Гроза облегчала, и я умолял молнии. Серенькие дни, с тихими дождиками, успокаивали меня. А горьковатая свежесть ландышей, взрывающая в вас все – до детства!.. А дурманный запах июньских наших восковок-любок, впервые манящий страстью?! В зеленой затини, в тишине в росе… нежные, восковые, тайные, они все те же и вызывают прежнее…
Я бы и теперь хотел… – пусть терзанье! Там – каждая травка пела. А здесь… мелодия незнакомая, глухая.
V
А в городской квартире мне оставили кабинет. Свалены атласы, гравюры, слепки, книги, дрова, коллекции. Многое выменяно на хлеб, на табак… Много разворовали, и оно разлетится по белу свету! И уже разлетается. Недавно на Бульварах я увидал мое… украденное, «изъятое» – не помню. Но это – подлинное мое.
Вы слушаете?.. Да, конечно, – все мы теперь задумчивы, все – другие, другие! Все мы – счастливы… Ну, да… Вы помните:
Блажен, кто посетил сей мир
В его минуты роковыя
Его призвали Всеблагие,
Как соучастника, на пир..
И все мы пьем бессмертье! То есть не все, понятно… но у могущих вместить это «бессмертье» – душа другая. Они уже причастились «чаше» и получили особый дар – иными смотреть глазами, ходить над бездной.
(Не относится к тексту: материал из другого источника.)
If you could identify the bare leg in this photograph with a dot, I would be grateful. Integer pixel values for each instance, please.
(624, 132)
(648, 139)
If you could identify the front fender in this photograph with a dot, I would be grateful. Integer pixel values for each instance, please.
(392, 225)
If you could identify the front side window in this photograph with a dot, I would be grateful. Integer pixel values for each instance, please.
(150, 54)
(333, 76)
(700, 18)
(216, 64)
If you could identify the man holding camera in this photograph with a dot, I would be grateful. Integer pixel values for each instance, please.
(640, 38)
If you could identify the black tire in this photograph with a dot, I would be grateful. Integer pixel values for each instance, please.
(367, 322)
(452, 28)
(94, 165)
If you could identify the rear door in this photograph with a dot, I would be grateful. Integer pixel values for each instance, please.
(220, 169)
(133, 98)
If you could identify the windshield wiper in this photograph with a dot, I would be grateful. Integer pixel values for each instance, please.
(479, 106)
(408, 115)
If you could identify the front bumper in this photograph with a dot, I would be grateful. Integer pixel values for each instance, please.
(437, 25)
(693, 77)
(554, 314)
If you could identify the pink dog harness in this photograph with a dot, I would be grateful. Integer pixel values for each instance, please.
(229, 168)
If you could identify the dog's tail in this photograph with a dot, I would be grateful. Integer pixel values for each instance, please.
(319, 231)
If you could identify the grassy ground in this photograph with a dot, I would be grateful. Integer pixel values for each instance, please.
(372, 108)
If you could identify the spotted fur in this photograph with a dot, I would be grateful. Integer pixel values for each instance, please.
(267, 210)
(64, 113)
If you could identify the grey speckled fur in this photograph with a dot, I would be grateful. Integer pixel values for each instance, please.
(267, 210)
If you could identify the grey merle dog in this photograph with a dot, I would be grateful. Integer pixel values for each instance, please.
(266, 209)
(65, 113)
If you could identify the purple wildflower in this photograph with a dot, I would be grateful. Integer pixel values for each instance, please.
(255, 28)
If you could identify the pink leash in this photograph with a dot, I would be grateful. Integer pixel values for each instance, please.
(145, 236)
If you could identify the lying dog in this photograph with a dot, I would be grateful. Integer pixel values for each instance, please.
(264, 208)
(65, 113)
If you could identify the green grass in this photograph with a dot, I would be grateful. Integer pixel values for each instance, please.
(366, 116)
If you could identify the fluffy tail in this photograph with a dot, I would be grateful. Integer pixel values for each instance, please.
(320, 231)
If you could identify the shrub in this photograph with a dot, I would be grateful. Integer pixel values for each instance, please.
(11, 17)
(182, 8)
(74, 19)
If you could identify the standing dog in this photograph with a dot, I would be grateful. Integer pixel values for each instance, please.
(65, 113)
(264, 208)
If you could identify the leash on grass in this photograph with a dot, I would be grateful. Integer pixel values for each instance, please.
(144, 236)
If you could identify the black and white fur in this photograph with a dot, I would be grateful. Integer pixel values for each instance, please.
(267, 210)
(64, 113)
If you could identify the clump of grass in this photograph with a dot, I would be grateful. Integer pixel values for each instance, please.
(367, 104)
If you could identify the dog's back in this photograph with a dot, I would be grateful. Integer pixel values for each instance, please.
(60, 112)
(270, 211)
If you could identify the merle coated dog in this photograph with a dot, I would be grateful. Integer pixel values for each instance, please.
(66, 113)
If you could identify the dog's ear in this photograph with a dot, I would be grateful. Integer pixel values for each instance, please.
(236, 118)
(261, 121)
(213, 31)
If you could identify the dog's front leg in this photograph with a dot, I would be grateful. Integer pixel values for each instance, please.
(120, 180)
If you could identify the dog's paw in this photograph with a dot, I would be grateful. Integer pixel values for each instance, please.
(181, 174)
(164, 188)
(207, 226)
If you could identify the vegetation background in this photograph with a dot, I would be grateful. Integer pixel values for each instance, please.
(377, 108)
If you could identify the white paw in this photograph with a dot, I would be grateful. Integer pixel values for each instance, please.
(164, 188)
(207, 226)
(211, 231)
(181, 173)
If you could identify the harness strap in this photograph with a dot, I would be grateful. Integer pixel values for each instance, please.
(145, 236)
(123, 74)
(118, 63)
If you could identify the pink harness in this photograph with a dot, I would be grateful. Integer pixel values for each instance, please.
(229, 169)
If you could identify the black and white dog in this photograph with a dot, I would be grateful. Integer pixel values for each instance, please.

У них и лицо другое: у кого – больше, у кого – меньше изменилось, – от глубины зависит. Вот и по вашим глазам я вижу, что и у вас украли. Вещи, жизни?.. Но страшно непоправимо, когда все украдут у вас, – вас самих! И даже воров не знаешь… Но когда все украдут, уже нечем и не во что принять «чашу», и призыв «всеблагих» – впустую! Но об этом – после. А вот о вещи…
Вы не досадуете, что я все уклоняюсь от главного, от рассказа о превращении?.. Но отступления эти нужны, необходимо нужны! Да и спешить-то нам некуда, как бывало… И «зуда» в ногах уже нет.